Jack Kolesar: "I'm an AMX programmer (and Crestron as well). I can tell you that A LOT of the time the A/V LAN is a completely separate system that isn't physically connected to the house network. But that is no excuse for leaving a backdoor. ref
They didn't just leave a backdoor, they wilfully inserted one under instruction of the US spying apparatus. I do know that people are going to be very reluctant to use the product in the future.
The U.S. government has become a deeply corrupt, hidden dictatorship, and people are joking!
A few of the many stories about backdoors in U.S. hardware (Copied from another comment.):
D-Link: Reverse Engineering a D-Link Backdoor (Oct. 12, 2013)
Arris: 600,000 Arris cable modems have 'backdoors in backdoors', researcher claims (Nov. 20, 2015)
Juniper Networks: Juniper drops NSA-developed code following new backdoor revelations (Jan. 10, 2016)
Cisco: Snowden: The NSA planted backdoors in Cisco products (May 15, 2014)
Netgear: Netgear Patch Said to Leave Backdoor Problem in Router (April 23, 2014)
Windows 8: NSA Backdoor Exploit in Windows 8 Uncovered (Aug. 22, 2013)
Windows: NSA "backdoor" mandates lead to a computer-security FREAK show Quote: "Microsoft Windows OS vulnerable to hackers, thanks to National Security Agency requirements." (March 6, 2015)
Windows: NSA Built Back Door In All Windows Software by 1999 (June 7, 2013)
Hard drives: Breaking: Kaspersky Exposes NSA's Worldwide, Backdoor Hacking of Virtually All Hard-Drive Firmware (Feb. 17, 2015)
Is every backdoor the work of the NSA? There is no way of knowing.
Not before 1991. Worse than that, books censored just like everything else, many books and other materials were simply illegal to own.
You can't handle the truth.
These kind of backdoors have been around for a very long time. Remember "AWARD_SW", or "AMIBIOS"? Those passwords have opened so many BIOSes back in the day. It was helpful, until everybody started circulating lists. The manufacturers changed default passwords, but took a while for them to give up on those passwords entirely.
They help "lazy" operators and sysadmins, but they also help hackers as well.
Thank you for sharing. I have one further question, if you don't mind. What might the penalty be, say for someone who's traditionally a bit of a trouble maker but not a violent criminal nor trying to overthrow the country, to own a copy of The Animal Farm? Maybe a couple of questions - what might the penalty have been for distributing that work? Perhaps on a larger scale?

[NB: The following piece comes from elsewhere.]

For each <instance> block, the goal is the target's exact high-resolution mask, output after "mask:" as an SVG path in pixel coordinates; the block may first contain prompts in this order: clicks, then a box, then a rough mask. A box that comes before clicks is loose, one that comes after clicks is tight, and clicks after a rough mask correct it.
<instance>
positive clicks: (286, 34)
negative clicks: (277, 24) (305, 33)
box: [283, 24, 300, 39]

Sorry for my naive questions but I'm truly curious and I appreciate your knowledge, candor, and general ability to fill in details that one may have forgotten to ask. If, perhaps, you do not wish to be open about this then email is available. The email listed with this account is valid and checked on a regular bases. The concept of a book being prohibited isn't so foreign that I can't understand it but it is foreign enough that there are aspects that make me curious.
One example would be, would the book have been available (without being too specific, in order to protect yourself - if required) to those who wanted to read it bad enough? Were there clandestine printing presses? Black market shops? Underground lending libraries?

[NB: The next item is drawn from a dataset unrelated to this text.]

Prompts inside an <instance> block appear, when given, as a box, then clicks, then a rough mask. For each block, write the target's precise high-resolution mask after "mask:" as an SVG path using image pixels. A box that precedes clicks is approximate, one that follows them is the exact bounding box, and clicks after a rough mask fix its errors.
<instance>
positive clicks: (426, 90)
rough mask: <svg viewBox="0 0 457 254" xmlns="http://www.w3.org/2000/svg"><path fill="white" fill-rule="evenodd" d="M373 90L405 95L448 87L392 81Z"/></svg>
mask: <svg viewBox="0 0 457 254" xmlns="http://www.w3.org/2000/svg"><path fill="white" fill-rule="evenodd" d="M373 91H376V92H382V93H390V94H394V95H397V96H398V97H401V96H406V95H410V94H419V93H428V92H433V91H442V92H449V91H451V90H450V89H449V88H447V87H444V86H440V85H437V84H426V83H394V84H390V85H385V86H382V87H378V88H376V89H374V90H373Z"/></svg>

I know that some old Soviet Bloc countries had people who would literally fashion the computers out of not just parts but often out of handmade parts. I think that, at least by itself, is awesome.
Again, thank you for sharing. Your insight is valued and I truly appreciate any effort you make at helping me understand better. In my country, the United States of America or Canada (I'm a citizen of both countries) there are classified documents but if, for some reason, they ended up leaked then we'd certainly be free to publish them, read them, loan them, sell them, gift them, and do things like mark them up for context and greater understanding. Seriously, thanks for explaining. I, for one, truly appreciate it.
"So long and thanks for all the fish."
It was part of the curriculum back in the mid-70's here. (BC)
https://en.wikipedia.org/wiki/Inverted_totalitarianism
Why does the US Government want these backdoors removed? I thought they loved backdoors and wanted them installed on EVERYTHING? I mean, only good guys can use the backdoors, right? So what's the big deal?